Jerri, a Black woman living alone with her dog in a remote Washington cabin, appears late in the novel during the final stage of Don and Rodney’s journey. Her physical description, tall and broad with tight braids, layered work clothing, and dusty boots, signals self-sufficiency. Her characterization centers on the deliberate solitude she has chosen after extracting herself from a harmful past. Her admission that hardly anyone out where she lives looks like her, paired with her statement that she sought absolution by leaving, prompts Rodney and Don to consider form absolution might take for them.
Jerri interprets the behavior of the animals that gathering nightly on her land in concentric circles to look up at the sky as evidence that humanity may be an infection the universe is correcting. This perspective sits alongside her acknowledgment that humans nonetheless made art and music and love. This capacity to hold both the good and the bad of humanity at once positions her as a philosophical counterpart to Pantomime, more skeptical but equally generous. Her decision to give Don and Rodney her truck, asking only that they witness the animals first, reflects the selflessness the novel associates with characters who have made peace with the end.
John and Megan, parents of two that Don and Rodney meet at a Vermont rest stop, introduce the novel’s thematic examination of Character and Ethics During Times of Crisis.
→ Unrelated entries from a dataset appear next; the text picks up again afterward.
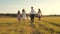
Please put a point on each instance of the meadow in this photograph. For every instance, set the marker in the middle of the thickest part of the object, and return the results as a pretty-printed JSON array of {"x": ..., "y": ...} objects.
[{"x": 47, "y": 25}]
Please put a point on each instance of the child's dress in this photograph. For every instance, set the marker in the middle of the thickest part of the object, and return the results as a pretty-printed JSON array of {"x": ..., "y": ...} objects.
[
  {"x": 19, "y": 17},
  {"x": 24, "y": 15},
  {"x": 39, "y": 15}
]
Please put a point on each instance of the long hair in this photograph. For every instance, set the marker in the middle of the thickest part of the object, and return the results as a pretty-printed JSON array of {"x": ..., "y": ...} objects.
[
  {"x": 23, "y": 10},
  {"x": 39, "y": 11}
]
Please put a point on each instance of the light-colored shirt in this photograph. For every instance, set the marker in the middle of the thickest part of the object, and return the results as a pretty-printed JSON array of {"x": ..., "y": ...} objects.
[
  {"x": 32, "y": 12},
  {"x": 23, "y": 15}
]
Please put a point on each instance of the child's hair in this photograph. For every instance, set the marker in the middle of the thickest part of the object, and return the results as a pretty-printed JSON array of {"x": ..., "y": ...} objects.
[
  {"x": 18, "y": 12},
  {"x": 23, "y": 10},
  {"x": 39, "y": 10}
]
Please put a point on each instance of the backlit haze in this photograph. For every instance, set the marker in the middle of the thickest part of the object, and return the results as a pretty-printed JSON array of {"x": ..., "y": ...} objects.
[{"x": 47, "y": 6}]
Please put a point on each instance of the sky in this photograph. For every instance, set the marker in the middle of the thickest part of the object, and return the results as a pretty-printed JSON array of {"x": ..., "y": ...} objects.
[{"x": 47, "y": 7}]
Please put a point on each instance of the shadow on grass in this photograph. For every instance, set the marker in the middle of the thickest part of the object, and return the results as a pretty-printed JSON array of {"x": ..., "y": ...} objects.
[{"x": 53, "y": 23}]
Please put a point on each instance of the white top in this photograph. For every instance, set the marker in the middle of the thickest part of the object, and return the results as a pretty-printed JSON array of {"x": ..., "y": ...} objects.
[{"x": 32, "y": 12}]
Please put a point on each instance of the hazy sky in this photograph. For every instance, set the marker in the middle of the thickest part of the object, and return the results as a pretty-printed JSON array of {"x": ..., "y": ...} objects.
[{"x": 47, "y": 6}]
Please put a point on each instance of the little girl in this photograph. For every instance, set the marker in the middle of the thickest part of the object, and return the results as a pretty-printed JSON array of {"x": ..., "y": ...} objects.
[
  {"x": 39, "y": 14},
  {"x": 23, "y": 15},
  {"x": 18, "y": 15}
]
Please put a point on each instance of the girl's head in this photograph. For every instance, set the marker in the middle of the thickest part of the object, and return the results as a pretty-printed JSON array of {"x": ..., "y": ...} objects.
[
  {"x": 23, "y": 10},
  {"x": 18, "y": 12},
  {"x": 39, "y": 10},
  {"x": 31, "y": 7}
]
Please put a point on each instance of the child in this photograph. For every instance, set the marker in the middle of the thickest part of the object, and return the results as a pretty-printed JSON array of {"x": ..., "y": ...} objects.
[
  {"x": 39, "y": 14},
  {"x": 18, "y": 15},
  {"x": 32, "y": 14},
  {"x": 23, "y": 15}
]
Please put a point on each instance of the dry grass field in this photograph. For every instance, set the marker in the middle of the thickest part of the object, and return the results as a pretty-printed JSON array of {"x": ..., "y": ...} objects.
[{"x": 47, "y": 25}]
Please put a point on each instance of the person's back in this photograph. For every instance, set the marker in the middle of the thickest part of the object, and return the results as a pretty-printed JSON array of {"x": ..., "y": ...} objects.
[
  {"x": 39, "y": 14},
  {"x": 18, "y": 15},
  {"x": 32, "y": 14}
]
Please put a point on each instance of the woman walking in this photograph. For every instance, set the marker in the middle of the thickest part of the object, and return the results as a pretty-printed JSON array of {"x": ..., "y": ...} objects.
[
  {"x": 23, "y": 15},
  {"x": 39, "y": 14},
  {"x": 19, "y": 15},
  {"x": 32, "y": 14}
]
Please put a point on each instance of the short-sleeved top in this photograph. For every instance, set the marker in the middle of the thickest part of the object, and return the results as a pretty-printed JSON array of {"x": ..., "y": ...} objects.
[{"x": 32, "y": 12}]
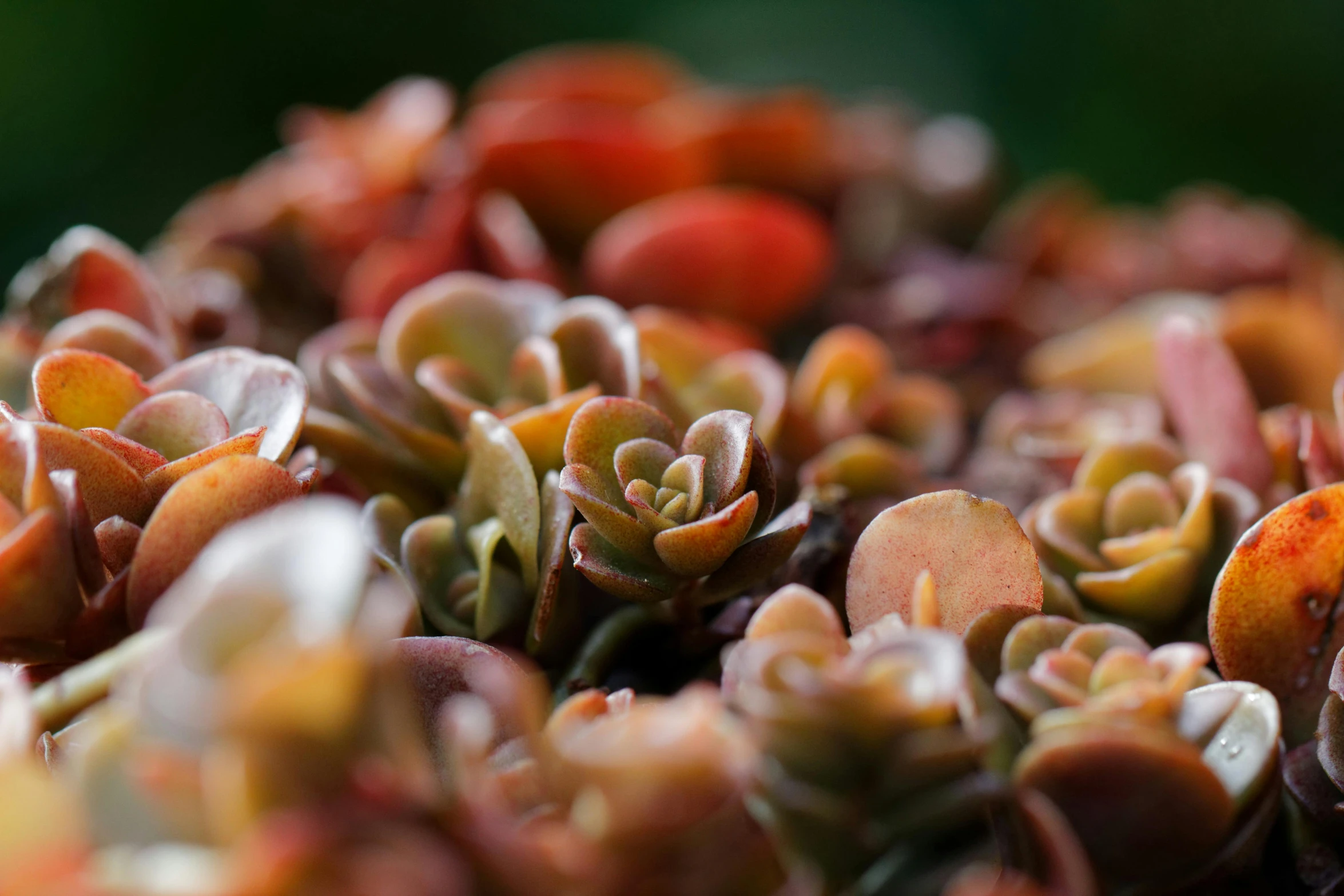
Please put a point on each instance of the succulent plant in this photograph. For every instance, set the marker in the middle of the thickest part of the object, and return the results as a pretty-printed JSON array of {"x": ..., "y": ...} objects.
[
  {"x": 709, "y": 364},
  {"x": 1136, "y": 528},
  {"x": 873, "y": 750},
  {"x": 1273, "y": 609},
  {"x": 460, "y": 344},
  {"x": 499, "y": 559},
  {"x": 612, "y": 794},
  {"x": 259, "y": 695},
  {"x": 662, "y": 517},
  {"x": 1118, "y": 727},
  {"x": 847, "y": 387},
  {"x": 749, "y": 256}
]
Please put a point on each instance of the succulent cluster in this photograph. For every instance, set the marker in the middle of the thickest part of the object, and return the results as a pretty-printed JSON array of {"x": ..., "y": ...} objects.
[{"x": 627, "y": 485}]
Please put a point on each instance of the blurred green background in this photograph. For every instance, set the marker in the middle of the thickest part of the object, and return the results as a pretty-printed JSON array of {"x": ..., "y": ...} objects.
[{"x": 113, "y": 112}]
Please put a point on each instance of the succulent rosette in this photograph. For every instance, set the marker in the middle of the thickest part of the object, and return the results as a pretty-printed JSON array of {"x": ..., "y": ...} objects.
[
  {"x": 460, "y": 344},
  {"x": 230, "y": 416},
  {"x": 1118, "y": 726},
  {"x": 863, "y": 424},
  {"x": 1135, "y": 529},
  {"x": 498, "y": 560},
  {"x": 609, "y": 794},
  {"x": 709, "y": 364},
  {"x": 834, "y": 715},
  {"x": 661, "y": 516}
]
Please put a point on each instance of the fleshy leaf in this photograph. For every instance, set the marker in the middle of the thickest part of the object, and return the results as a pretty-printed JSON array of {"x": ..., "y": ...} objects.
[
  {"x": 723, "y": 440},
  {"x": 110, "y": 487},
  {"x": 761, "y": 555},
  {"x": 166, "y": 476},
  {"x": 1154, "y": 590},
  {"x": 1273, "y": 610},
  {"x": 643, "y": 460},
  {"x": 972, "y": 547},
  {"x": 598, "y": 344},
  {"x": 746, "y": 381},
  {"x": 866, "y": 465},
  {"x": 191, "y": 513},
  {"x": 400, "y": 412},
  {"x": 440, "y": 668},
  {"x": 699, "y": 548},
  {"x": 540, "y": 430},
  {"x": 39, "y": 595},
  {"x": 88, "y": 269},
  {"x": 141, "y": 459},
  {"x": 433, "y": 559},
  {"x": 250, "y": 389},
  {"x": 175, "y": 424},
  {"x": 582, "y": 485},
  {"x": 502, "y": 601},
  {"x": 1107, "y": 778},
  {"x": 555, "y": 613},
  {"x": 615, "y": 571},
  {"x": 463, "y": 314},
  {"x": 1210, "y": 403},
  {"x": 602, "y": 425},
  {"x": 846, "y": 358},
  {"x": 117, "y": 541},
  {"x": 383, "y": 520},
  {"x": 500, "y": 483},
  {"x": 81, "y": 389},
  {"x": 113, "y": 335}
]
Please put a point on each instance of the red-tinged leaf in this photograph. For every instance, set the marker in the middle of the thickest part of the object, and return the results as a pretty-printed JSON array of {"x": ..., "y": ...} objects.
[
  {"x": 762, "y": 555},
  {"x": 112, "y": 335},
  {"x": 749, "y": 256},
  {"x": 39, "y": 594},
  {"x": 102, "y": 622},
  {"x": 699, "y": 548},
  {"x": 191, "y": 513},
  {"x": 110, "y": 487},
  {"x": 726, "y": 441},
  {"x": 164, "y": 477},
  {"x": 344, "y": 336},
  {"x": 88, "y": 269},
  {"x": 602, "y": 425},
  {"x": 117, "y": 540},
  {"x": 141, "y": 459},
  {"x": 83, "y": 543},
  {"x": 1210, "y": 403},
  {"x": 468, "y": 316},
  {"x": 555, "y": 613},
  {"x": 444, "y": 667},
  {"x": 250, "y": 389},
  {"x": 615, "y": 571},
  {"x": 972, "y": 547},
  {"x": 597, "y": 344},
  {"x": 1272, "y": 618},
  {"x": 175, "y": 424},
  {"x": 540, "y": 430},
  {"x": 623, "y": 531},
  {"x": 79, "y": 389},
  {"x": 406, "y": 416}
]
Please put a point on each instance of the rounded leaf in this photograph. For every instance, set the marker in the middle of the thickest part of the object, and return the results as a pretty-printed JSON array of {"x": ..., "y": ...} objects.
[
  {"x": 250, "y": 389},
  {"x": 79, "y": 389},
  {"x": 1276, "y": 605},
  {"x": 972, "y": 547},
  {"x": 191, "y": 513}
]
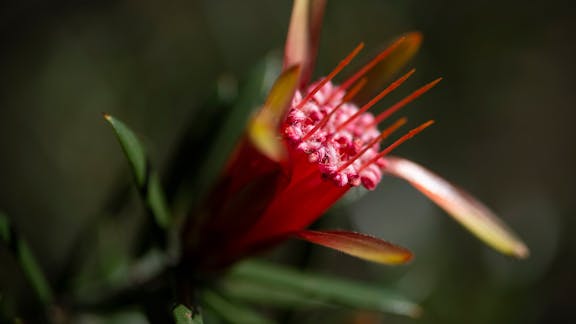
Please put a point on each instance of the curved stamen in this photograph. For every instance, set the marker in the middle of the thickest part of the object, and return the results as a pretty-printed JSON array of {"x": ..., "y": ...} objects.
[
  {"x": 332, "y": 74},
  {"x": 375, "y": 100},
  {"x": 384, "y": 134},
  {"x": 349, "y": 95},
  {"x": 397, "y": 143},
  {"x": 411, "y": 97},
  {"x": 366, "y": 68}
]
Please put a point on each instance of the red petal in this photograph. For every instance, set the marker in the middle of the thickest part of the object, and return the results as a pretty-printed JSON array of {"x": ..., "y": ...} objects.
[
  {"x": 460, "y": 205},
  {"x": 359, "y": 245}
]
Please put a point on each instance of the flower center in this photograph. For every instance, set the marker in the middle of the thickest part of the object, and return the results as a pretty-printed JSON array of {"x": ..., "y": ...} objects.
[{"x": 343, "y": 143}]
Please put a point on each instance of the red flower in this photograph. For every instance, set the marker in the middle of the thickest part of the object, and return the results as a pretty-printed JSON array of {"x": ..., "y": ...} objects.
[{"x": 307, "y": 146}]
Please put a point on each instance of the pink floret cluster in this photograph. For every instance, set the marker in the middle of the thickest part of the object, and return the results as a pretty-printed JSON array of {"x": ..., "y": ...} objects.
[{"x": 330, "y": 147}]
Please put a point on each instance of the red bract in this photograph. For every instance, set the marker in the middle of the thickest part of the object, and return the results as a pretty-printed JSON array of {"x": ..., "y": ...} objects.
[{"x": 307, "y": 146}]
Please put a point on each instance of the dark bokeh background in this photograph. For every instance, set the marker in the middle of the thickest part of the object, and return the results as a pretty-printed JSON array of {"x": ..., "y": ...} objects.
[{"x": 504, "y": 128}]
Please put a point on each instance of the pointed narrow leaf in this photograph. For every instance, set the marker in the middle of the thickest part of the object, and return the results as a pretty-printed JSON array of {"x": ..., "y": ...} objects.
[
  {"x": 297, "y": 48},
  {"x": 263, "y": 129},
  {"x": 380, "y": 74},
  {"x": 359, "y": 245},
  {"x": 132, "y": 148},
  {"x": 232, "y": 313},
  {"x": 259, "y": 294},
  {"x": 146, "y": 179},
  {"x": 26, "y": 259},
  {"x": 183, "y": 315},
  {"x": 232, "y": 126},
  {"x": 320, "y": 289},
  {"x": 460, "y": 205}
]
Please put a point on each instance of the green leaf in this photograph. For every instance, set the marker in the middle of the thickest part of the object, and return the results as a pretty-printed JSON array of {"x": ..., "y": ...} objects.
[
  {"x": 260, "y": 294},
  {"x": 21, "y": 251},
  {"x": 233, "y": 125},
  {"x": 232, "y": 313},
  {"x": 146, "y": 178},
  {"x": 183, "y": 315},
  {"x": 321, "y": 288}
]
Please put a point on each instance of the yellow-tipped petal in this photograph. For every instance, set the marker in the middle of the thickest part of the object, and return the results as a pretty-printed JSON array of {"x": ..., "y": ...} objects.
[
  {"x": 359, "y": 245},
  {"x": 263, "y": 128},
  {"x": 406, "y": 47},
  {"x": 471, "y": 213},
  {"x": 297, "y": 48},
  {"x": 304, "y": 36}
]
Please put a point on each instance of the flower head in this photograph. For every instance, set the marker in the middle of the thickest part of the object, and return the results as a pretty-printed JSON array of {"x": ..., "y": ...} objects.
[{"x": 309, "y": 144}]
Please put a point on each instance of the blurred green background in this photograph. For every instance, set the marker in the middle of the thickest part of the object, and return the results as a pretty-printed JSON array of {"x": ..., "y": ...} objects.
[{"x": 504, "y": 113}]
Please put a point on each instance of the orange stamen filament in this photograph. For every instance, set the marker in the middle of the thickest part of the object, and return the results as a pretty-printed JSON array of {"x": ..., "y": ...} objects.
[
  {"x": 332, "y": 74},
  {"x": 384, "y": 134},
  {"x": 375, "y": 100},
  {"x": 366, "y": 68},
  {"x": 385, "y": 114},
  {"x": 349, "y": 95},
  {"x": 397, "y": 143}
]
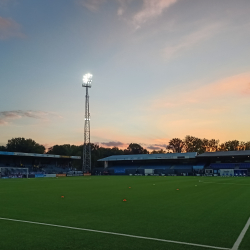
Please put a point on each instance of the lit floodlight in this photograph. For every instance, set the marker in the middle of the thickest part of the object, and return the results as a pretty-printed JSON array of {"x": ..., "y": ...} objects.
[{"x": 87, "y": 80}]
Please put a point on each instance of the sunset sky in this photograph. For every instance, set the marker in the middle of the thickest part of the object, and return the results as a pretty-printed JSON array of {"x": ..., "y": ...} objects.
[{"x": 161, "y": 69}]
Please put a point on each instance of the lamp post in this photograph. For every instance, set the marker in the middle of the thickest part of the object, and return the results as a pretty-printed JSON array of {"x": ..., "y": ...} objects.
[{"x": 86, "y": 165}]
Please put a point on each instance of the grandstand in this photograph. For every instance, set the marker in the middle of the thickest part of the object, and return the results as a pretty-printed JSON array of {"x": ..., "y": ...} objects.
[
  {"x": 209, "y": 163},
  {"x": 13, "y": 164},
  {"x": 153, "y": 164}
]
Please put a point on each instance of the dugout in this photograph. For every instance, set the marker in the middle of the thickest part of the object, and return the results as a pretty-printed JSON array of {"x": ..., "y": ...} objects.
[{"x": 151, "y": 164}]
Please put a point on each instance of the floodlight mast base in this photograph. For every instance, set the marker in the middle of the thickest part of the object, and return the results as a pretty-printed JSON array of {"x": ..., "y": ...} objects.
[{"x": 86, "y": 166}]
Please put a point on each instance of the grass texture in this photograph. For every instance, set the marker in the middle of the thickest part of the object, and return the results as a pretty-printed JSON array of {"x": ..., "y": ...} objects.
[{"x": 205, "y": 210}]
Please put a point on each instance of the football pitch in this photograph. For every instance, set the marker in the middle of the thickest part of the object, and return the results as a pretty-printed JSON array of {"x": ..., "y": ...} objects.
[{"x": 89, "y": 213}]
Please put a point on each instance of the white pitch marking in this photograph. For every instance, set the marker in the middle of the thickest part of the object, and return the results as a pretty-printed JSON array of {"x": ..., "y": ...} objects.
[
  {"x": 241, "y": 236},
  {"x": 126, "y": 235}
]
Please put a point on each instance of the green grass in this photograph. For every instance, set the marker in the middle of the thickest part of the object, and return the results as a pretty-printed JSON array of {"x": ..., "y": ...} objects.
[{"x": 212, "y": 213}]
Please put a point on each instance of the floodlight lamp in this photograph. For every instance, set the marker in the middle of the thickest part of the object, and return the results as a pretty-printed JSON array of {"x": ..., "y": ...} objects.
[{"x": 87, "y": 80}]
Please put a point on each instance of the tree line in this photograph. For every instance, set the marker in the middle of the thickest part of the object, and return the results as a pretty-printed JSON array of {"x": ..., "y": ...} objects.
[{"x": 175, "y": 145}]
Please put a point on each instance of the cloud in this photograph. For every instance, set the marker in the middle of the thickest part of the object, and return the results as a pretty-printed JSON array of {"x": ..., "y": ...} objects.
[
  {"x": 113, "y": 144},
  {"x": 151, "y": 9},
  {"x": 191, "y": 40},
  {"x": 157, "y": 146},
  {"x": 9, "y": 28},
  {"x": 7, "y": 116},
  {"x": 92, "y": 5}
]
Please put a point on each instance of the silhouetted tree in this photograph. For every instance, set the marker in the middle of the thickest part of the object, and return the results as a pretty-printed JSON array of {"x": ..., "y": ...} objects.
[
  {"x": 161, "y": 151},
  {"x": 176, "y": 145}
]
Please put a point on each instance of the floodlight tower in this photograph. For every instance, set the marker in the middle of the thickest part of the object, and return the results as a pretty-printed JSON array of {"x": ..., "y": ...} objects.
[{"x": 86, "y": 165}]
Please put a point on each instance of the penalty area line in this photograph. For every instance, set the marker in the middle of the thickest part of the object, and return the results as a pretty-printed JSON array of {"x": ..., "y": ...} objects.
[{"x": 112, "y": 233}]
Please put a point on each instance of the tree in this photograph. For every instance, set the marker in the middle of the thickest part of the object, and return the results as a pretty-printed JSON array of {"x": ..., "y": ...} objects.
[
  {"x": 135, "y": 148},
  {"x": 176, "y": 145},
  {"x": 24, "y": 145}
]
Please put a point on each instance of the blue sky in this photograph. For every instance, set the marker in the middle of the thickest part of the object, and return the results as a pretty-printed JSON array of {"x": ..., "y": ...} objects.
[{"x": 161, "y": 69}]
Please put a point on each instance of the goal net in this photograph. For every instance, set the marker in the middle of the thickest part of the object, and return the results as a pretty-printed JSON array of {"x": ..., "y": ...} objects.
[{"x": 8, "y": 172}]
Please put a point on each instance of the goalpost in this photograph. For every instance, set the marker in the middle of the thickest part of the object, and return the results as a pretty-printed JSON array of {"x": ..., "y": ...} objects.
[{"x": 11, "y": 172}]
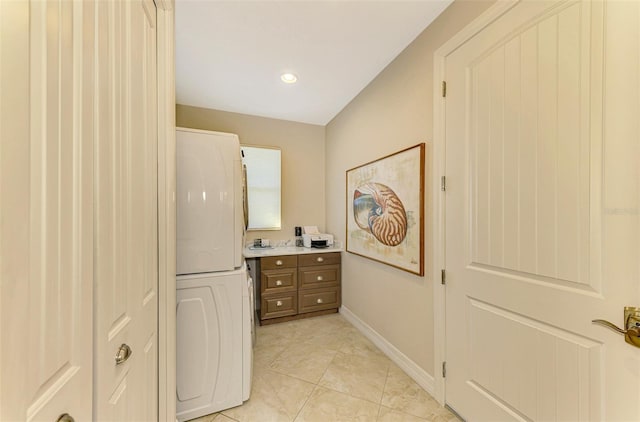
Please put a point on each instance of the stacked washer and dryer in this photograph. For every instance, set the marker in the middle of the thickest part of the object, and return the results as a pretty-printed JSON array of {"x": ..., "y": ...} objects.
[{"x": 215, "y": 304}]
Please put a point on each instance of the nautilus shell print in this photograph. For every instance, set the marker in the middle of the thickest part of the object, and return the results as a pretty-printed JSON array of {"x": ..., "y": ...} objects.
[{"x": 378, "y": 210}]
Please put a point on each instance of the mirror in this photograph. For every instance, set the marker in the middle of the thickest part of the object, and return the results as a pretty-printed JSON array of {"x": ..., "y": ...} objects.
[{"x": 263, "y": 187}]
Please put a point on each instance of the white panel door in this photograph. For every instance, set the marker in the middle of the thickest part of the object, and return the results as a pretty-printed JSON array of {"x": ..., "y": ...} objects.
[
  {"x": 46, "y": 227},
  {"x": 126, "y": 273},
  {"x": 542, "y": 213}
]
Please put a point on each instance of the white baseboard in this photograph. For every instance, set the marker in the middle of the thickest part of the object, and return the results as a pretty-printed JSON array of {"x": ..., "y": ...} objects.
[{"x": 419, "y": 375}]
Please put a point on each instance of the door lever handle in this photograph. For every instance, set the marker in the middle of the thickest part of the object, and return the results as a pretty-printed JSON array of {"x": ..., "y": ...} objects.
[
  {"x": 610, "y": 325},
  {"x": 631, "y": 331}
]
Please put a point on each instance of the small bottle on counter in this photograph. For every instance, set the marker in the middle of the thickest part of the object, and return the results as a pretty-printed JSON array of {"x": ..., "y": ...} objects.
[{"x": 298, "y": 231}]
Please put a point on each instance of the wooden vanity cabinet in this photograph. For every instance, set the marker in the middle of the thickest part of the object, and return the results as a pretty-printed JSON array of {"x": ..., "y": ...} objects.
[
  {"x": 278, "y": 286},
  {"x": 299, "y": 286}
]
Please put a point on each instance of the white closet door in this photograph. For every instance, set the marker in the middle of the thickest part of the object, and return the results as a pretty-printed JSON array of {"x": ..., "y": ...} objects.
[
  {"x": 126, "y": 213},
  {"x": 46, "y": 226}
]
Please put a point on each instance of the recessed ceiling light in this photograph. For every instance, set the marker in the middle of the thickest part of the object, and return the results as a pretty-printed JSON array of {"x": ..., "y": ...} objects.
[{"x": 289, "y": 78}]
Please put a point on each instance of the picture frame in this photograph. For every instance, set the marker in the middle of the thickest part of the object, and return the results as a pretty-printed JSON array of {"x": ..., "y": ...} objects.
[{"x": 385, "y": 209}]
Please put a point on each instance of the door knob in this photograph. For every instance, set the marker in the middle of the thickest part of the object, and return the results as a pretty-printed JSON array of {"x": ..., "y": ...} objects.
[
  {"x": 631, "y": 331},
  {"x": 122, "y": 354}
]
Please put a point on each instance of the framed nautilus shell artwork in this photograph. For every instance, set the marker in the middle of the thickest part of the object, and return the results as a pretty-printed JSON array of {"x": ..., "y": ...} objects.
[{"x": 385, "y": 206}]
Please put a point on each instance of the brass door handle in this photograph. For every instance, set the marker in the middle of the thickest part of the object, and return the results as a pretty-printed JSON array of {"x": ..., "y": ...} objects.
[{"x": 631, "y": 331}]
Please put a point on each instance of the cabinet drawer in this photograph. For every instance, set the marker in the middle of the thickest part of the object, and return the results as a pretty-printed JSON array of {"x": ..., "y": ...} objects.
[
  {"x": 279, "y": 305},
  {"x": 328, "y": 258},
  {"x": 275, "y": 262},
  {"x": 319, "y": 276},
  {"x": 273, "y": 281},
  {"x": 318, "y": 299}
]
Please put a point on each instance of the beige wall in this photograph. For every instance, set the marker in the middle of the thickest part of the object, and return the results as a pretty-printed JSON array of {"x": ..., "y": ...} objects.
[
  {"x": 303, "y": 161},
  {"x": 392, "y": 113}
]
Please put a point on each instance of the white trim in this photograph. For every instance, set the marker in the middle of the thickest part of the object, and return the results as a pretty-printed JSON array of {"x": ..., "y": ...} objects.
[
  {"x": 419, "y": 375},
  {"x": 439, "y": 169},
  {"x": 166, "y": 212}
]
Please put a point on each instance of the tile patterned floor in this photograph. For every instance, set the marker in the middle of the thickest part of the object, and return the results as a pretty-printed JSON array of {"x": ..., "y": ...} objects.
[{"x": 323, "y": 370}]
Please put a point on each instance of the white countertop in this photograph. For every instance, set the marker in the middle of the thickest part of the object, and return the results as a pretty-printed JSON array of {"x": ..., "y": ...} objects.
[{"x": 251, "y": 252}]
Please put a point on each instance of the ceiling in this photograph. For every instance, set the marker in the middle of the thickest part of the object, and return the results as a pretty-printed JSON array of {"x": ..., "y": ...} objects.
[{"x": 230, "y": 54}]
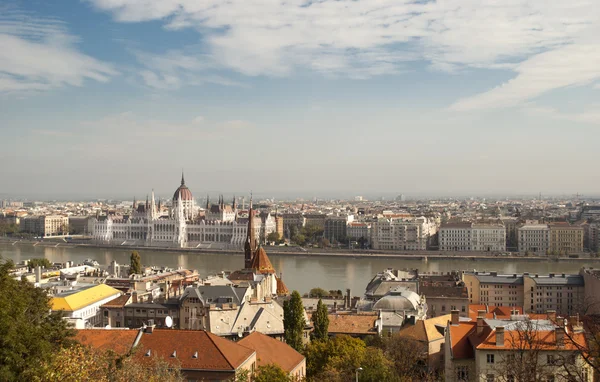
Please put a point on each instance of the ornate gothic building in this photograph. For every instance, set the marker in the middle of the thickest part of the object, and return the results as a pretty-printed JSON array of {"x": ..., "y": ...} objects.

John, a veterinarian, conceals a vial of phenobarbital he describes as a contingency plan, admitting his fear that fire will consume his family. His confession that “a real man would get in front of the problem” (26) reveals how a protective worldview can become a rationale for questionable ethics. Megan, newly pregnant with their third child, oscillates between performative cheer about baseball cleats and a private breakdown behind a restroom building, where she admits she does not know how to tell her children they are going to die.
Klune uses the couple to depict the isolating weight of unspoken truth within a family. Their refusal to tell Jamie and Lauren what is coming reflects love distorted into avoidance. Megan’s sudden rejection of Don and Rodney—“I will scream and scream until someone comes over and I will tell them that these men tried to hurt us. They need to leave. I don’t want them near my children” (25)—exposes how fear can curdle into cruelty. The couple is a foil to Don and Rodney, whose journey is built around facing rather than evading their grief.